Fast forward 2,000 years, and here is the crux for the Christian voter. No matter who is president in January, our duty to advance God’s kingdom continues. No matter who we believe has the ability to affect the most positive change, we must overcome the desire to anoint them as anything more than another flawed human. Christian freedom comes from a place inaccessible to worldly government and our ability to share it lies not in our rulers, but in our hands. Even though our civic duty is to cast a vote for a better tomorrow, our Christian duty is to speak the truth when our words are met with hostility. We must minister to the widow and the orphan while our leaders minister to their donors. We must roll up our sleeves and convert the world in the way our Savior taught us, through self-giving.

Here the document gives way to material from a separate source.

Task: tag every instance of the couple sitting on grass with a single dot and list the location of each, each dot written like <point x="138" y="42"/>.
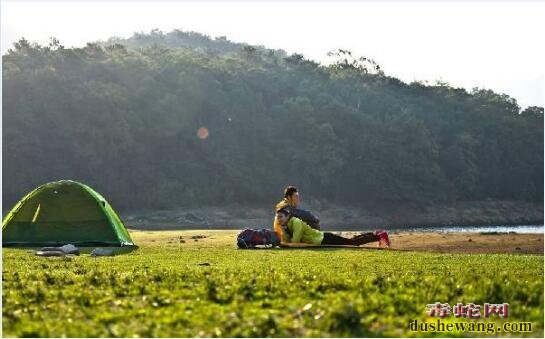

The election season, this year especially, can be morally stifling. Deciding between the candidates has us apprehensively choosing which of our Christian values we most dearly embrace, and that can be polarizing within our own communities. The secular us-vs-them line of the last few decades has come into the churches. We are ever in danger of falling for the same fallacy that had plagued the Jewish people in their search for freedom.
Barabbas is only able to grant a temporal kind of freedom, if any at all, and he is wholly unable to usher in an era of peace. The Messiah has already come and together as Christians, Republican and Democrat — conservative and liberal — we must advance His kingdom. So let us not make the same mistakes of our ancestors by choosing the figure who we believe holds the keys to our freedom. Because the fact is that ransom has already been paid.
Moreover, God has his hands in all things, including what we perceive to be the worst of outcomes. We need only look at the cross to remember that.